You are right, in many ways its related to the products impact more than it is the source of funding. I have found that oftentimes VC-backed products of all sorts, regardless of their mission, get backed into a corner where founders are focused on an exit over real impact. That the model inherently discourages really caring about your customers.
I had forgotten that when I was raising money for my previous company, there was a great meeting I had with a VC. I thought we were going to raise. At the end he said.
"This was fun. All day long, I have founders pitch me these SaaS companies that have found this tiny arbitrage of a few bucks a month. It's so BORING. But at the end of the meeting, even though I don't care what the product is, I can look at a spreadsheet, and say, the market is X, they're making Y, can grow to Z, and I can make a decision to invest without thinking.
When you're creating a new market, I have to think, and I risk losing money. I like what you're doing, but from an investment perspective, I wouldn't touch you with a 10 foot pole, but it was fun to think about what the future might look like."
The thing is, I really appreciated his reasoning and honesty.
That’s interesting.
While I’ve met tech investors who invest for reasons other than profit, all the ones I can think of do so to empower certain demographics. Never thought about ones who might do so because they are interested in a particular space.
But what are success metrics and OKRs for an investor like that?
Assume every investor is interested in profit, but then secondary, what else are they interested in.
I have a friend who is an African founder, and has really struggled to raise. From their experience, they say the VCs that focus on under-represented founders are often predatory in nature. As a white guy, I can't comment on that.
There are definitely investors who have themes around health, media, environment, etc.
The success metrics are still "how much money can I make from this", but it's also "how many lives can I positively impact".

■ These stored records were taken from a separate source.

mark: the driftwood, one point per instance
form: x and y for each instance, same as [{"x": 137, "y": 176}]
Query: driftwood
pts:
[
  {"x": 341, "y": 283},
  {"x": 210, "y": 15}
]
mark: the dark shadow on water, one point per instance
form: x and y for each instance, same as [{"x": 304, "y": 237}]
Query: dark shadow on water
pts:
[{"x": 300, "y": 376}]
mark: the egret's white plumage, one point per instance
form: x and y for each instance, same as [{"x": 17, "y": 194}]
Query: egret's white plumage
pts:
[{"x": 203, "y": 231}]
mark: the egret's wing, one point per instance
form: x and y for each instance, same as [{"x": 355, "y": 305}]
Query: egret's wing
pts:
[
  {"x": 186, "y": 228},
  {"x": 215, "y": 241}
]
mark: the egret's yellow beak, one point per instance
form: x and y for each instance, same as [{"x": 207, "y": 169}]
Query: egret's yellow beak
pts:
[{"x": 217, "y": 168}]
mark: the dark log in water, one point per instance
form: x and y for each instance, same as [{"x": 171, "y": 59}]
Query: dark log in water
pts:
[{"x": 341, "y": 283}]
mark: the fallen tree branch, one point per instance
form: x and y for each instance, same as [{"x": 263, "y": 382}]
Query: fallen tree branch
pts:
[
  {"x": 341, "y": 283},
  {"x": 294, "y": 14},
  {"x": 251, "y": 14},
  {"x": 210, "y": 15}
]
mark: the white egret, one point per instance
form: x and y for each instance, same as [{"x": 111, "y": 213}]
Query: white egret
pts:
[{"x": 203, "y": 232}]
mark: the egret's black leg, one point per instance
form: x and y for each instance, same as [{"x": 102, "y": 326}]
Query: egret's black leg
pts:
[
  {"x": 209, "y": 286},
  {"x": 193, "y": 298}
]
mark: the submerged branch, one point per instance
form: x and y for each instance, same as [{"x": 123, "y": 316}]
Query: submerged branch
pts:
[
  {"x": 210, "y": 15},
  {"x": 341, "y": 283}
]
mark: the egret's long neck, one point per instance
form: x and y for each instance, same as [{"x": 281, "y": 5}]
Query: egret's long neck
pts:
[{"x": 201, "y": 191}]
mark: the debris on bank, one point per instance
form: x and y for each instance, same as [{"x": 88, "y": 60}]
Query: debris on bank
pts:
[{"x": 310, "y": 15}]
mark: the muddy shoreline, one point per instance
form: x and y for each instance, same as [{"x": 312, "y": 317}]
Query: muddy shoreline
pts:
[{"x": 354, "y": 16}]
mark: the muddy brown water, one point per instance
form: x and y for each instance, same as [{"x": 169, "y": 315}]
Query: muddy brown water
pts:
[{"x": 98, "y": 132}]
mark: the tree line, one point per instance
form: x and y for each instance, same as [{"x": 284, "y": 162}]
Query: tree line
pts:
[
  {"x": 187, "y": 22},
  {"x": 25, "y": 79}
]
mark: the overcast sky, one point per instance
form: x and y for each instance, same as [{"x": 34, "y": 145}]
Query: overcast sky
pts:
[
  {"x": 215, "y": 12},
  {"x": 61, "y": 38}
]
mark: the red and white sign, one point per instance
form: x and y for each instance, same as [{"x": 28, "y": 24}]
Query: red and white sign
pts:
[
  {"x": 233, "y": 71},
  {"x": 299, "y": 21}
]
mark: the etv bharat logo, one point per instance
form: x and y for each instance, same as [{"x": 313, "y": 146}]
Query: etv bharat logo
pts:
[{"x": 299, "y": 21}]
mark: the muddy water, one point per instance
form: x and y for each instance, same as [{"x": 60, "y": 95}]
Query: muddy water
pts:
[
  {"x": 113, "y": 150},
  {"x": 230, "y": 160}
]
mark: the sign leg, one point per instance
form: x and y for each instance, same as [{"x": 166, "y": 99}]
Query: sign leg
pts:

So I wouldn't put these investors on the opposite end of the spectrum. It's a balance of "if we can help x number of people with Y problem, that's worth Z". VS "If X number will pay us Y, how much money can we make?"
It's a very subtle difference. You're not going to find an investor who says "I want to see Y happen, I don't care about the investment". That's philanthropy.
Main Street sells pizza but VCs sell Ponzi schemes
Ask around on Hackernews. Post on the "Who wants to be hired?" thread at the top of each month. See what the local job scene is like in a city whose major industries are not "tech". Use Craigslist, Indeed, etc. as guides.You will find that they need software and automation in all sorts of industries and many would love to hire someone who'd proven themself in the SV world.
Oh, and uh, get used to boredom. Java and .NET, maybe some Python if you're lucky. If you love Rust, get comfortable loving it on your own time. Most of the world out there runs on time-honored technology that's been proven to work, and what you'll find is... that's not really a bad thing. Knowing you have a stable foundation on which to build lets you focus on the things that matter to your business.